Fine-tuning involves additional training data stages for a large language model on new datasets to refine its performance for particular functions or knowledge areas. This specificity means while a model becomes more adept in certain scenarios, it may not maintain its effectiveness across unrelated tasks.
In contrast, RAG empowers LLMs by dynamically enriching them with updated, relevant information from external databases. This method boosts the model's capability to answer questions and provide timely, pertinent, and context-aware responses. While this sounds catchy, there's always a trade-off in increased computational demands and possibly extended response times due to the added complexity of integrating fresh information.
One particular advantage RAG has over fine-tuning lies in information management. Traditional fine-tuning embeds data into the model's architecture, essentially 'hardwiring' the knowledge, which prevents easy modification. On the other hand, vector storage used in RAG systems permits continuous updates, including the removal or revision of data, ensuring the model remains current and accurate.

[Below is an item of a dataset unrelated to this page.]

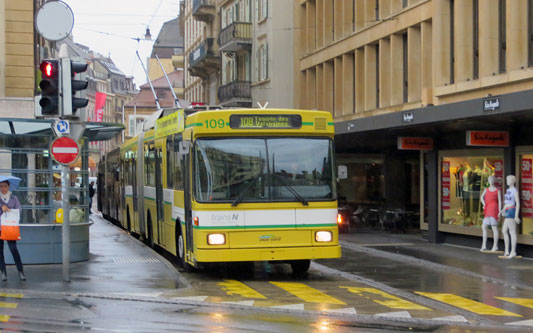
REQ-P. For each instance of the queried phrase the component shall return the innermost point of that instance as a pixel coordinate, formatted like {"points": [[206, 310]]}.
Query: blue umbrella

Retrieval augmented generation vs semantic search
Another technique used to enhance large language model performance is semantic search. Unlike traditional search methods that rely heavily on keyword matching, semantic search delves into the contextual meaning of the terms used in a query, offering a more nuanced and precise retrieval of information.
Let's consider the limitations of basic search functionality using an everyday scenario. If someone uses a generative AI system to find information about apple cultivation areas, the system might typically look for instances where the words "apple" and "cultivation" appear in its database. This could lead to a mixture of relevant and irrelevant results, like bringing up documents about apple products or cultivation practices unrelated to apples, because the keyword search isn’t literal. Plus, it might overlook articles on specific regions known for apple farming if they don't include the exact phrase the user searched for.

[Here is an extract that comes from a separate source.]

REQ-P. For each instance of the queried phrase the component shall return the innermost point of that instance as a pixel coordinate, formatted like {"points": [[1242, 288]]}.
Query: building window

Semantic search improves upon this by grasping the essence behind a user's inquiry. It understands that the user is interested in locations where apples grow, not in general agricultural methods or the company Apple. By interpreting the query's intent and the contextual meaning within source material, semantic search can accurately pinpoint information that matches the user's actual needs. In the context of RAG, semantic search acts as a sophisticated lens, focusing the LLM's broad capabilities on finding and utilizing the most relevant data to answer a question. It filters information through a layer of comprehension, ensuring that the AI system's generative responses aren’t only accurate but also contextually grounded and informative.
The collaboration of vast language models like GPT with retrieval techniques represents a significant stride toward more intelligent, aware, and helpful generative AI. With RAG, we're dealing with a system that understands context, digs out relevant, up-to-date information, and presents it in a cohesive manner. Being one of the most significant and promising techniques for making LLMs more efficient, the practical uses of RAG are just beginning to be tapped into, with future developments set to enhance its applications even further.